Граф сидел весь убитый и черный и в холодном поту, не глядя на меня. Но я этого не замечала, думая, что он переживает за сына.

– Вот, полюбуйся на художества этого ублюдка, – я кинула ему еще пачку на руки. – Ведь он разоряет, пользуясь моей добротой, не только мой бизнес, подставляя нас и компрометируя в глазах друзей, но еще и тысячи простых людей и арендаторов, которые от нас зависят!!! – с яростью и болью, дрожа, говорила я. – Что мы могли бы только сделать на эти деньги!

Я опомнилась, ибо никогда до этого не видела, чтобы человек был так убит...

– Мне приходилось тратить на оплату этих долгов чужие деньги и товары! – с гневом, болью и обвинением все же сказала я ему. – Я на самом деле все время балансировала на грани честности, перенаправляя чужие потоки и пользуясь тем, что оно все у меня в голове, иначе бы все рухнуло и тысячи и тысячи моих и доверившихся мне людей безнадежно пострадали бы!

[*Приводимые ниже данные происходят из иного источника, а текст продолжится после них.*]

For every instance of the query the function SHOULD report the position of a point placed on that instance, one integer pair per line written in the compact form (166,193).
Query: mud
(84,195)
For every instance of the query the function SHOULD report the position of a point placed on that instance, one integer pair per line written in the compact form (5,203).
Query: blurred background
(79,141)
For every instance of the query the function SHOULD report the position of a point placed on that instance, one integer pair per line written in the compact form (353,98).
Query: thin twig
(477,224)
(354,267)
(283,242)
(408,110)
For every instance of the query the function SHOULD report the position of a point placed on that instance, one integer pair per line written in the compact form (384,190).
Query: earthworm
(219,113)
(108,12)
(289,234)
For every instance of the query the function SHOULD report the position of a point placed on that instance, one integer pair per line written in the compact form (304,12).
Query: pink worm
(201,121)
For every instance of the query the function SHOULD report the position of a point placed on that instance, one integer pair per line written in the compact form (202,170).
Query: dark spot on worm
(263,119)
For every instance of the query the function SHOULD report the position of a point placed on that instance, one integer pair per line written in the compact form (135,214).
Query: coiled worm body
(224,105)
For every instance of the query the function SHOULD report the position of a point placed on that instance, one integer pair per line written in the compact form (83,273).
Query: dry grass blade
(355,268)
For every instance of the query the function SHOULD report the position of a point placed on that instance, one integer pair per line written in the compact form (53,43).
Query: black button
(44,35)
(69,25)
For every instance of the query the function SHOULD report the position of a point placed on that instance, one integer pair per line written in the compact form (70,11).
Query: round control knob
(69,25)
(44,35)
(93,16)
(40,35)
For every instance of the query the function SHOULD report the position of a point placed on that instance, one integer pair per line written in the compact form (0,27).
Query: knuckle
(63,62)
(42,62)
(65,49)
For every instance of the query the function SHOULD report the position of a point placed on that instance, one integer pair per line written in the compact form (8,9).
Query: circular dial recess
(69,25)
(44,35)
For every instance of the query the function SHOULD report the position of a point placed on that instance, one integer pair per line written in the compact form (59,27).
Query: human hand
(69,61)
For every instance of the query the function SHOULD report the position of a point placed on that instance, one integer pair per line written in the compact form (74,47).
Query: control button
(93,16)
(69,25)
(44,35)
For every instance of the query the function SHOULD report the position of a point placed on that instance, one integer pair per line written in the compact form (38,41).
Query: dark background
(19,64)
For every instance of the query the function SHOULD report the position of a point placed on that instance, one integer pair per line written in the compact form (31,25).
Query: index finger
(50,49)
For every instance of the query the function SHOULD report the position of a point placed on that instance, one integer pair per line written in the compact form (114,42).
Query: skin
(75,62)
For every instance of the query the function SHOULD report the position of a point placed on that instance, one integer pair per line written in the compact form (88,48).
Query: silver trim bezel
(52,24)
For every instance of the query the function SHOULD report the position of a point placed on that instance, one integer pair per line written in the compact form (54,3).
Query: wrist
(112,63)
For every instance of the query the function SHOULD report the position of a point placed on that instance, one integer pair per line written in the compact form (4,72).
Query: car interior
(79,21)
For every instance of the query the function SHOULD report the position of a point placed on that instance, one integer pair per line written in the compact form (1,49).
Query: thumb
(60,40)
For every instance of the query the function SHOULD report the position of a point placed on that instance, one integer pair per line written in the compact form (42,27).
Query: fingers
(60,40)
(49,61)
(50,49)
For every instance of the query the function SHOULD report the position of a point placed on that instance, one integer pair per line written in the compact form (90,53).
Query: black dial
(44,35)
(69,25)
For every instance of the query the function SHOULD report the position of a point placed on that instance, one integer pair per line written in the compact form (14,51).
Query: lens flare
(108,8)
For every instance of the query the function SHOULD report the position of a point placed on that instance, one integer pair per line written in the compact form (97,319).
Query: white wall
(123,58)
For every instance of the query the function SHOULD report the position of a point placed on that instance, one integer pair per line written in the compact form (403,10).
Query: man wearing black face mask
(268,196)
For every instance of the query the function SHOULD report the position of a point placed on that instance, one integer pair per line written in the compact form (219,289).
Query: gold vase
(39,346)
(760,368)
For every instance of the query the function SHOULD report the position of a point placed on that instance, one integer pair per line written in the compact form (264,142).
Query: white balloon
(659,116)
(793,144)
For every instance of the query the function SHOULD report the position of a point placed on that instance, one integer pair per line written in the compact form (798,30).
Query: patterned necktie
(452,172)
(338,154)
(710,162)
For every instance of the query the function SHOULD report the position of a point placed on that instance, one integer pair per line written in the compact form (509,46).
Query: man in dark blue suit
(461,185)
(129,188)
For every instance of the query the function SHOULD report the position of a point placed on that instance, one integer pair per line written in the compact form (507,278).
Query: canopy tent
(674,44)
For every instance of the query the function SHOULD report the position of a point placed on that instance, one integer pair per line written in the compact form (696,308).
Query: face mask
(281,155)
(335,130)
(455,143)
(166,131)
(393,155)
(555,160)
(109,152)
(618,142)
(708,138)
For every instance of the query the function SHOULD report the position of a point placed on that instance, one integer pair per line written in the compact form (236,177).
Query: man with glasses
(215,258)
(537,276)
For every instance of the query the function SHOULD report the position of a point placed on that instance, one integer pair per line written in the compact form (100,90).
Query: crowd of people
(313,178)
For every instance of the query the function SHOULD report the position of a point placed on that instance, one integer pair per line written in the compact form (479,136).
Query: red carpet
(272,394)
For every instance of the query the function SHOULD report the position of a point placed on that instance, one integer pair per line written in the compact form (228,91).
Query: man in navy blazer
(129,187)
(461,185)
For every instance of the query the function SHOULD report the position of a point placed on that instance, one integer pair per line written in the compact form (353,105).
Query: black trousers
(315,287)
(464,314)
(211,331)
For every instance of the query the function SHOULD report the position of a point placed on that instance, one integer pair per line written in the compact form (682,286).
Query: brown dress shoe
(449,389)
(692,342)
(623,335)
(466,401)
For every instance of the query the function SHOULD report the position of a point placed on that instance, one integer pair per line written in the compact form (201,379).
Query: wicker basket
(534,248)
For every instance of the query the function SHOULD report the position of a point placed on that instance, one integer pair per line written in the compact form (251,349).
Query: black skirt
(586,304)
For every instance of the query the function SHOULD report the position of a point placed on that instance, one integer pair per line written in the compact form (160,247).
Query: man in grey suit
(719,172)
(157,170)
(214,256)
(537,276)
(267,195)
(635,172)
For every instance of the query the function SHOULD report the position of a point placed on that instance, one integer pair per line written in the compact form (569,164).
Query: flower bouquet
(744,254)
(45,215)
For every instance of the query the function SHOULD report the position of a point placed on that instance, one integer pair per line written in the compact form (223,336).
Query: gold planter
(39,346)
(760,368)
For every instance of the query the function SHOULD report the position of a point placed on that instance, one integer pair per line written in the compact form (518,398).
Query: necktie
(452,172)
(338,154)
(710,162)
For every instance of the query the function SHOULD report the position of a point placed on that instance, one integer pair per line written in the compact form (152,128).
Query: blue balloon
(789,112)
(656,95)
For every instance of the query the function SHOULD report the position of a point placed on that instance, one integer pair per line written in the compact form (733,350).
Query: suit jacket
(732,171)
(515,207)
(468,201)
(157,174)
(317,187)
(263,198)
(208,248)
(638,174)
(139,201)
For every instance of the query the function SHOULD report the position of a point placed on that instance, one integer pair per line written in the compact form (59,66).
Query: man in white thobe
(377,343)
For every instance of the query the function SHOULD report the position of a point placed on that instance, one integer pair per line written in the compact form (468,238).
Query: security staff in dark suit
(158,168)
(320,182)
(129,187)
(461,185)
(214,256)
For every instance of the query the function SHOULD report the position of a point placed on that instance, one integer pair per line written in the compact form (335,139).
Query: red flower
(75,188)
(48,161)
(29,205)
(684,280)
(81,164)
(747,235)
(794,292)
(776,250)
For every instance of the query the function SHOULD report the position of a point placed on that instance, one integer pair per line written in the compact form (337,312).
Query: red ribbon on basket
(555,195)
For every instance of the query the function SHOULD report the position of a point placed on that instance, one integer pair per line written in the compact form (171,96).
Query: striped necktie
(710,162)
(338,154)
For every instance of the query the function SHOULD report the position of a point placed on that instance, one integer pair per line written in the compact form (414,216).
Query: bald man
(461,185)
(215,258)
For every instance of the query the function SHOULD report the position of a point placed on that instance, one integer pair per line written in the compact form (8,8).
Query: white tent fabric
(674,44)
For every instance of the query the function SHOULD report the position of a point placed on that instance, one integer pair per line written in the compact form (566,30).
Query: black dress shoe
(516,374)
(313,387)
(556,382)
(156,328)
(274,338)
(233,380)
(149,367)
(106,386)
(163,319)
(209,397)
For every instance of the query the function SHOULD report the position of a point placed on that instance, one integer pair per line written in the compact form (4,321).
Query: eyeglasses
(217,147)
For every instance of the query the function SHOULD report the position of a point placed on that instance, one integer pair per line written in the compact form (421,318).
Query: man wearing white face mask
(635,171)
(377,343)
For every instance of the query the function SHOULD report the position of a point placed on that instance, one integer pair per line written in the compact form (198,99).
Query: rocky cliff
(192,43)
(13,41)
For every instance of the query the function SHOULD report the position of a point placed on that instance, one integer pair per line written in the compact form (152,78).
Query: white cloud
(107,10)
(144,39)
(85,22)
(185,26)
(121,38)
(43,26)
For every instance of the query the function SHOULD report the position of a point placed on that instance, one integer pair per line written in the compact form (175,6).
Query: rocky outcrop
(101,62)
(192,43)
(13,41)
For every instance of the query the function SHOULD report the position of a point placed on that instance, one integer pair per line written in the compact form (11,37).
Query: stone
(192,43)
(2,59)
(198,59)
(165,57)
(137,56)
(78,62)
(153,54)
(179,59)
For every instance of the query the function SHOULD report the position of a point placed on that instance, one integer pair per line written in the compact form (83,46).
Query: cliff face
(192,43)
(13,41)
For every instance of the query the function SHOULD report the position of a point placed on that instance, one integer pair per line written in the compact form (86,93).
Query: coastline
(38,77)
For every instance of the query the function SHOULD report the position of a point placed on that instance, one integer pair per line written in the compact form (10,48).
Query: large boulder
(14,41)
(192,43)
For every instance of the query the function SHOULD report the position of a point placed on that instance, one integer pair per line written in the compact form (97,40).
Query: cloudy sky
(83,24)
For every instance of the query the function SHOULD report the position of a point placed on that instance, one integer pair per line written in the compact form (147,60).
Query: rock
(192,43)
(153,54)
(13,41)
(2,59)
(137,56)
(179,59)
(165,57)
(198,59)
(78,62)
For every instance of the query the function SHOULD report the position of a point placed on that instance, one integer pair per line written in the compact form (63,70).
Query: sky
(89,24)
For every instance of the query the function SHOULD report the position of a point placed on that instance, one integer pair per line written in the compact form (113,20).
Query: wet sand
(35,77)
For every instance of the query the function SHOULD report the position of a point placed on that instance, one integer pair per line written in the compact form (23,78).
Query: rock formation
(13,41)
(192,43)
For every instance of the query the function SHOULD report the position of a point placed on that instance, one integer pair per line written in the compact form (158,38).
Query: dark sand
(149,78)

Чуть не со слезами за боль, которую мне причинил его сынок в самое последнее время, вдруг поставив меня на край, пожаловалась отцу я. Найдя хоть кого-то, кому можно было излить душу. Которую прятала даже от близких, чтобы они ничего не заподозрили и не началась паника, и они не перестали мне доверять – все мрачные детали я держала в себе, даже японец всего этого не знал, ибо выкладывали расписки в переговорах лично передо мной. После того, как поверенный хладнокровно спустил собак на того, кто пытался предъявить ему какую-то расписку непонятного Леона и даже не стал смотреть.

Отец стал еще чернее и глуше. Его большие и длинные глаза, и так выходящие за виски, еще заострились, а лисичкины черты обострились стали похожими на волка. Лиса – тоже из волчьих, и когда отец злится – он выглядит, как настоящий волк.

Как оказалось, и как он сказал мне потом, он считал себя порядочным человеком.

Узнать же, что он все это время пытался разорить сейчас собственного ребенка, который в это время отчаянно барахтался и пытался выжить из-за следствий его поступков, было для него шоком. А ты веселился. И что это тот же ребенок, который стал ему так дорог. В общем, как он мне сказал потом, он чуть не пустил себе в голову пулю, и только мысль обо мне же в основном и остановила его, и о жене с малым ребенком на руках и долгами на шее.

Увидев, какой он стал дохлый и черный, сразу прекратила и бросилась утешать отца:

– Успокойся папа, я не буду его убивать, как уже задумала! – быстро сказала я. – Но ты поговори с ним – невозможно терпеть это, особенно теперь, когда мы уже с таким трудом стали на ноги...

Граф просто обнял меня, прижав к себе, тяжело и тяжко вздохнув. Он только теперь понял, почему в самое последнее время ему вдруг стали давать в долг.

– Успокойся! – шепнул он мне. – Он больше никогда не будет так делать! Никто больше не причинит тебе вреда, никто и никогда!

– Но и ты тоже не должен убивать его! – встревожилась вдруг я.

– Не буду... – твердо пообещал он.

Он так тяжело вздохнул, что я встревожилась.

– И что можно сделать? – наконец тихо спросил он. – Ты полностью разорена? На сколько он разорил тебя?